1) Show that a prime divisor p of the Fermat number $F_{n} = 2^{2^n} + 1$ must be of the form $2^{n+2}k + 1$.

(Hint: Show that $ord_{p}2 = 2 ^{n+1}$. Then show that $2^{(p-1)/2}$ is congruent to 1 (mod p). Conclude that $2^{n+1} \mid$ (p-1)/2)

2. Originally Posted by Janu42
1) Show that a prime divisor p of the Fermat number $F_{n} = 2^{2^n} + 1$ must be of the form $2^{n+2}k + 1$.

(Hint: Show that $ord_{p}2 = 2 ^{n+1}$. Then show that $2^{(p-1)/2}$ is congruent to 1 (mod p). Conclude that $2^{n+1} \mid$ (p-1)/2)
Well, the hint is pretty good. What did you try? Do you at least see how the hint would imply the solution?

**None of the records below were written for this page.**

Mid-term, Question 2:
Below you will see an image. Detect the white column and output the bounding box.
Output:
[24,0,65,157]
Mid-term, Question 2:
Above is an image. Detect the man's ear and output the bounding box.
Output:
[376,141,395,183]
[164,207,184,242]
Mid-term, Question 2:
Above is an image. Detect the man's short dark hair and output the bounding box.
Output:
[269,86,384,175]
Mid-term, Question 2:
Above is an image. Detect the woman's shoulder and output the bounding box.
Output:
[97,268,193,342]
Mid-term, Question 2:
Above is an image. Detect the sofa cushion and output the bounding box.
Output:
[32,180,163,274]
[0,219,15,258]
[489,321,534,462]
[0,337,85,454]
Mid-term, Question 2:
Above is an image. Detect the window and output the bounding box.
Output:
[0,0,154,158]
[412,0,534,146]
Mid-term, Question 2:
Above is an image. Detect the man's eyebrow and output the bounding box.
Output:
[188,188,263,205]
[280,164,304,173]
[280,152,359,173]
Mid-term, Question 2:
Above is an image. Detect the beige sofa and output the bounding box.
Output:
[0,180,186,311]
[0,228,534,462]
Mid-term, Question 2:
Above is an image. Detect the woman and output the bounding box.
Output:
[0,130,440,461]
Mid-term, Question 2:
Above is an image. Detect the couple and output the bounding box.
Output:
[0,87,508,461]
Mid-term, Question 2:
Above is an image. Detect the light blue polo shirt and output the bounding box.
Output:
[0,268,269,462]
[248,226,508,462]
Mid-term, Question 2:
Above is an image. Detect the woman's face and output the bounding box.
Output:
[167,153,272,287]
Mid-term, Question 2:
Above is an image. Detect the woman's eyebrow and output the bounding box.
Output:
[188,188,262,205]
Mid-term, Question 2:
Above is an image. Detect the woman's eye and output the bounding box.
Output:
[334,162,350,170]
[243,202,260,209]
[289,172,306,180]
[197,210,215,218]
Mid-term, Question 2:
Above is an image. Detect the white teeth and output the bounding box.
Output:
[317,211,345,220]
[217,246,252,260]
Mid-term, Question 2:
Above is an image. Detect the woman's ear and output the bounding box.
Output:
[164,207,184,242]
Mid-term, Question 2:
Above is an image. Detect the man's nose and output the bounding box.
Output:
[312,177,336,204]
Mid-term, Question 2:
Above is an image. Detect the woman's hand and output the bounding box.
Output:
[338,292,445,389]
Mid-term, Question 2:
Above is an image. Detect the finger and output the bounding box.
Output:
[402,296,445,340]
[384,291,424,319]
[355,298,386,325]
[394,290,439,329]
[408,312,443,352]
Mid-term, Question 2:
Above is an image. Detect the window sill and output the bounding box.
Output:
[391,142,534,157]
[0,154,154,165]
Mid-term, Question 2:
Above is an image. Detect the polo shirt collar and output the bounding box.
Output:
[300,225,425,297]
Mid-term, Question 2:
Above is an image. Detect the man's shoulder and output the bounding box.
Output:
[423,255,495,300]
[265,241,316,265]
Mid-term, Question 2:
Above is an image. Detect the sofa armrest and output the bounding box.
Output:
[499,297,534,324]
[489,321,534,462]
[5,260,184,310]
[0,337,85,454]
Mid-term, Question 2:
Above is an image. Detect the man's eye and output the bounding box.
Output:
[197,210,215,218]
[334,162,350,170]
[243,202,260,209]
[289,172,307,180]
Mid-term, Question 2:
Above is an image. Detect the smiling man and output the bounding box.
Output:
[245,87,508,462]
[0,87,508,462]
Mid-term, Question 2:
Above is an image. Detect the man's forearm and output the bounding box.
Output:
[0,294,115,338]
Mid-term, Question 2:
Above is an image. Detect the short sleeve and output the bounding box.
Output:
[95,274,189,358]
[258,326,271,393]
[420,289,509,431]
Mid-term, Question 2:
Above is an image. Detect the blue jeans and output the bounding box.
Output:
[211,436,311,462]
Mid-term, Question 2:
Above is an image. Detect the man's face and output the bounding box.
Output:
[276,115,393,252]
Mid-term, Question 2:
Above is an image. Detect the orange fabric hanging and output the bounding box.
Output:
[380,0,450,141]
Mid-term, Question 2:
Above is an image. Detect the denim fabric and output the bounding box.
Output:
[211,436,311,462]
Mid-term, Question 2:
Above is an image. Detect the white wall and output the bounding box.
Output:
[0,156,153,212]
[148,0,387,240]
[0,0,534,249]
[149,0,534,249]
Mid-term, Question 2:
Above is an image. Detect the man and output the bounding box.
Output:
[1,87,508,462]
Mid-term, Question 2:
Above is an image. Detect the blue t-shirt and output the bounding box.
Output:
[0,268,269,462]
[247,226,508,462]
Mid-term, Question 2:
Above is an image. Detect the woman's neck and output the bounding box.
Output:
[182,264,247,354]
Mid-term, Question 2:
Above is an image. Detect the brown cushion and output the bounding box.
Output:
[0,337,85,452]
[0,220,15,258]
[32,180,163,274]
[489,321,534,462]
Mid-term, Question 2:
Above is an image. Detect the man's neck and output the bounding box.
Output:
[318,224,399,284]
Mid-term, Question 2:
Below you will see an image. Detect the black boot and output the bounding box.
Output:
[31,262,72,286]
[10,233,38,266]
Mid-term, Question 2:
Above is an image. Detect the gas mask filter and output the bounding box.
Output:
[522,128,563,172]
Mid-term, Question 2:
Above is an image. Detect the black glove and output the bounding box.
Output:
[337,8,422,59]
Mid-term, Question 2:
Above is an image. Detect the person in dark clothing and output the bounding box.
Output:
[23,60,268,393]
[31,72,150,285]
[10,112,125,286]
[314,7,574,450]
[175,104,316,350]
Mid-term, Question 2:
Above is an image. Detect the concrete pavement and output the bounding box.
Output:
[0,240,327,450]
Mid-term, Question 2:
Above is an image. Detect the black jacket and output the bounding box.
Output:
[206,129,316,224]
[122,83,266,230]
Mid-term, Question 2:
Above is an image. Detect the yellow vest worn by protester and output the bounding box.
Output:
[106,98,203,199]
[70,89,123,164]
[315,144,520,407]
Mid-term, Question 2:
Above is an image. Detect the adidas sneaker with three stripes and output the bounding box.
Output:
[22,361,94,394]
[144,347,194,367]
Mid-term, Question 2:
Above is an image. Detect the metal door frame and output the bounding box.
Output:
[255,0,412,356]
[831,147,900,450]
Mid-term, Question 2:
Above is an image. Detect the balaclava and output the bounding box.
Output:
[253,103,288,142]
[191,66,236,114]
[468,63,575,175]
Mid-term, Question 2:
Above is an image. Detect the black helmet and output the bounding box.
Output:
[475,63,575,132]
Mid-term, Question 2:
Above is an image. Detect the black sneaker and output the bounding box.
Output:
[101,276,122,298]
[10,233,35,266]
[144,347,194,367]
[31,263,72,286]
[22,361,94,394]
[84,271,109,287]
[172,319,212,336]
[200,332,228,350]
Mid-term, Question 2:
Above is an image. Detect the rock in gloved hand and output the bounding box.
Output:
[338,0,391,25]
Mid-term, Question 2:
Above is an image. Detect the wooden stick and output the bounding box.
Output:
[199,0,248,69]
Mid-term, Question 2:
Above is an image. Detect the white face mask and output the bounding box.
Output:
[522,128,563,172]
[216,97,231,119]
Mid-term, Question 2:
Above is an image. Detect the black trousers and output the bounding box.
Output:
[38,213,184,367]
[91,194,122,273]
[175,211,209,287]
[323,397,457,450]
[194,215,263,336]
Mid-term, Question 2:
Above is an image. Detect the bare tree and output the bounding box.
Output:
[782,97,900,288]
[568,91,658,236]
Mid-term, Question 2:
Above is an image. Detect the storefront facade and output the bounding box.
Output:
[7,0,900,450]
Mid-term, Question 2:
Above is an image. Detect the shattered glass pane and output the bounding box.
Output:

3. Originally Posted by Bruno J.
Well, the hint is pretty good. What did you try? Do you at least see how the hint would imply the solution?
I understand the beginning of the hint, but I don't get how that implies the solution...

4. Originally Posted by Janu42
I understand the beginning of the hint, but I don't get how that implies the solution...
Well, if $u$ has order $d$ modulo $p$, i.e. $u$ is the least positive integer such that $u^d\equiv 1 \mod p$, then for any exponent $l$ such that $u^l\equiv 1\mod p$, we must have $l \mid d$.

Hence if $2^{(p-1)/2}\equiv 1 \mod p$, this means that the order of $2$ must divide $(p-1)/2$...

Extra hint : to show that $2^{(p-1)/2}\equiv 1 \mod p$, you can use the "second supplement" to the quadratic reciprocity law, which states that $2^{(p-1)/2}\equiv (-1)^{(p^2-1)/8} \mod p$ for any odd prime $p$.